Amtrak 448 at Bort Road

August 14, 2018

Bort Road is one of those countless rural roads in America that most people will never travel or know about.

It has a timeless quality about it, as though time has forgotten it.

Yet to the engineers in the Pennsylvania Department of Transportation, Bort Road is well known.

It crosses the CSX Erie West Subdivision on a one-lane bridge that was built decades ago when these tracks were owned by the New York Central.

In recent years the bridge has received some repairs and been closed for several weeks at times.

PennDOT would like to replace the bridge, possibly by moving it closer to the town of North East.

Perhaps some day in the not too distant future they’ll do that. But for now passenger trains continue to pass beneath this bridge just as countless NYC and Penn Central trains did in the years before Amtrak.

Shown is Amtrak’s Boston-bound Lake Shore Limited in late May.

The crossing signals in the background are for the Lake Erie District of Norfolk Southern, which Bort Road crosses at grade.

NS Wants to Remove Bridge in Toledo

January 24, 2018

A bridge over the Chicago Line of Norfolk Southern in Toledo that is often used by railfan photographers may be coming down soon.

The railroad has offered to the city of Toledo to remove the bridge at no expense to the city.
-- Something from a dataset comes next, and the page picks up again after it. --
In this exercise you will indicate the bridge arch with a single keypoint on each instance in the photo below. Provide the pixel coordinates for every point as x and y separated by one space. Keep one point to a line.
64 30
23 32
The bridge, which is located at the west end of Central Union Terminal, now know as Martin Luther King Jr. Plaza, is no longer open to vehicular traffic, but is used by pedestrians.

An NS government affairs officer told the Toledo City Council that the bridge presents a problem if the tracks need repair.

“The underlying track bed that the trains ride on top of is limited for maintenance because you’re unable to do any sort of raising of the underlying track bed at the location because of the tightness of where the bridge is,” he told the council.

Councilman Peter Ujvagi asked that the vote be delayed until he has the opportunity to meet with residents of the neighborhood who use the bridge.

Councilman Tyrone Riley expressed general concerns about NS bridges in the city, saying they need maintenance and are “in very deplorable condition.”

Kristin Cousino, a senior engineer with the City of Toledo, agrees with Riley. “[NS has] been reluctant to do so to the standards that the city will like.”